Minimum Standards for PET-CT Centres to Participate in Multicentre Trials

These standards reflect the current criteria that PET-CT centres need to conform to in order to be accredited by the UK PET Core Lab. These standards were originally developed by the St Thomas' Clinical Trials Network and adopted by the NCRI Clinical Trials Network for multicentre trials. These standards are regularly reviewed and may be subject to change for future trials.

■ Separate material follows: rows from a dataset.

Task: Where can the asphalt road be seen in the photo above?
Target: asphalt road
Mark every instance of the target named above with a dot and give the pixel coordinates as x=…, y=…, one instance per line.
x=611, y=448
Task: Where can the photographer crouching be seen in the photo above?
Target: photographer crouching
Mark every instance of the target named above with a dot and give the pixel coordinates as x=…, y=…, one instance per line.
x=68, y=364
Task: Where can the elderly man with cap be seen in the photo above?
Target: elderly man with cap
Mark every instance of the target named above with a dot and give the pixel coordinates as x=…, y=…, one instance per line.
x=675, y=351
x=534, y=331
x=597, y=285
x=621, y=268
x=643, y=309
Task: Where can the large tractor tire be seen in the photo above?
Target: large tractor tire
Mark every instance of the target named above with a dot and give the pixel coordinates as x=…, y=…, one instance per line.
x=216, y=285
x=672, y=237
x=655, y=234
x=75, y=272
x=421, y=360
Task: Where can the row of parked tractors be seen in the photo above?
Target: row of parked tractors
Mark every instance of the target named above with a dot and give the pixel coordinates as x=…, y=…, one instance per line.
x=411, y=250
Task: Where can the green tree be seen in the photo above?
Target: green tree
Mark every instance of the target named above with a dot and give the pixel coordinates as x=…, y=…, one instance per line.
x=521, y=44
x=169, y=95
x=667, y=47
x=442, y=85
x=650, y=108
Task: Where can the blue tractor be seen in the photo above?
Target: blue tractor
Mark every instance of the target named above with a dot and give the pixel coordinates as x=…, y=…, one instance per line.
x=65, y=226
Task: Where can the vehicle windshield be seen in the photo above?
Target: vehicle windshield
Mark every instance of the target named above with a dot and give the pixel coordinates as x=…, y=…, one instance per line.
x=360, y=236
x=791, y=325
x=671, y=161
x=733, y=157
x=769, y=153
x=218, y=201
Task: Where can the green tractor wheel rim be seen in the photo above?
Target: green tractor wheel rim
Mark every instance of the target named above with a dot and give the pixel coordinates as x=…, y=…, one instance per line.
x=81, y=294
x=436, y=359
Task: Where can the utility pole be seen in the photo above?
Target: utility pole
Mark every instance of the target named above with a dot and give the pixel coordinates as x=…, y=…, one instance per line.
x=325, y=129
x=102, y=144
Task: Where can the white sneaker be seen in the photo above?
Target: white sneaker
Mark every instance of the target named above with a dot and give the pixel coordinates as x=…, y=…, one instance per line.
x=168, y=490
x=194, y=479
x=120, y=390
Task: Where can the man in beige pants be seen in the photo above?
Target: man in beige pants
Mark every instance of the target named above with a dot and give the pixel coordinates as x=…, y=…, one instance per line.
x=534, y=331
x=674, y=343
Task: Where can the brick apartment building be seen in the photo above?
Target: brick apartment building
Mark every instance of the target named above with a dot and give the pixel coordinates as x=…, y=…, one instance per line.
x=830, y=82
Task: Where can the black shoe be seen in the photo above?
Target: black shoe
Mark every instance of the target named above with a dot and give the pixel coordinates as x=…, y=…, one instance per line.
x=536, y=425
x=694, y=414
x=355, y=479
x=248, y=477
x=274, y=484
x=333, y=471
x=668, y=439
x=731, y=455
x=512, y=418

Named persons (and their deputies) should be identified with responsibility for scanning, quality control (QC), and data transfer procedures at participating PET-CT centres.

Scanning Procedures

• Only full-ring dedicated PET-CT scanners capable of 3D acquisition are acceptable.
• PET scans must be performed within the time frames required by the trial protocol to fit in with the patient's treatment schedule.
• For patients undergoing multiple scans, these must be performed at the same centre and on the same scanner as the baseline scan.
• The proposed PET acquisition and reconstruction protocol (including details of the time per bed position and overlap or scan speed, the CT settings, and reconstruction parameters) must be agreed upon with the Core Lab before scanning can start.
• Any changes to the PET-CT acquisition or reconstruction parameters must be agreed with the Core Lab before implementation. Sites may be asked to submit additional data to demonstrate that image quality and semi-quantitative measures, such as standardised uptake values (SUV), are not significantly altered.

Quality Control

• A documented quality assurance programme must be in place and records kept covering daily, monthly, quarterly, and annual QC testing. Details of the routine QC must be sent to the Core Lab along with example results.
• The manufacturer’s routine QC should be performed, and the PET-CT scanner should have an up-to-date calibration and normalisation.
• PET-CT scanners to be used for the trial should be calibrated against the institution’s own radionuclide calibrator used for assay of patient injections.
• As a minimum, routine CT QC must include the acquisition of a water-filled phantom on a weekly basis. Measurements should include HU accuracy for water, image noise, and uniformity as described in IPEM Report 91.
• Scanning sites must inform the Core Lab of any upgrades to the scanner hardware or software prior to the upgrade. Sites may be asked to submit additional data to demonstrate that image quality and semi-quantitative measures, such as standardised uptake values (SUV), are not significantly altered.
• It must be demonstrated that image quality is comparable between centres and that standard uptake values can be reliably determined from the PET images. This will be achieved by the regular submission of phantom data.
• On initial accreditation, a minimum of 8 weeks of consecutive SUV measurements using a uniform ⁶⁸Ge resin or ¹⁸F phantom must be sent to the Core Lab for assessment of scanner stability.
• Ideally, a uniform phantom should be scanned prior to the start of each scanning session in which a patient is to be scanned as part of the trial. This can either be a resin ⁶⁸Ge phantom (where available) or an ¹⁸F water-filled phantom. The average SUV for a large ROI placed at the centre of the phantom must be 1.00 ± 10% and ideally within 5%. On visual inspection, the image should show no artefacts.
• As PET uses SUVs defined in terms of patient weight, the scales used to weigh the patients must fulfil the essential requirements of a class III machine as defined in The Non-automatic Weighing Instruments Regulations 2016. This must be demonstrated as part of the initial QC.
• The BM glucometer QC should be performed according to the manufacturer’s or institution’s procedure to ensure proper functioning.
• Quality assurance procedures for the radionuclide calibrator must be in place, and activity measurements for ¹⁸F should be traceable to a primary standard. QC tests should include daily constancy checks and annual accuracy and linearity checks.
• The clocks used to record the assay time and injection time must be synchronised to the scanner time.

Data Transfer

• Procedures should be in place to ensure image data is sent promptly to the Core Lab to allow central reporting to fit in with patient treatment schedules (in some cases, within 48 hours).
• A tested and secure method for transferring pseudo-anonymised scan data between scanning facilities and the UK PET Core Lab should be established.
• All image files must be compliant with DICOM PART 10 format.
• All image files must be correctly pseudo-anonymised and clearly named using the pre-arranged file naming conventions (as specified in the Trial Imaging Manual).
• For each patient study, data acquisition information and patient information should be recorded and sent to the Core Lab at the same time as the image data is transferred.
• All reconstructed CT, attenuation-corrected PET, and non-attenuation-corrected PET data must be saved locally on an approved data storage device. Raw PET data should be archived according to local policy, at least until the images have been accepted by the UK PET Core Lab in case additional reconstructions are required.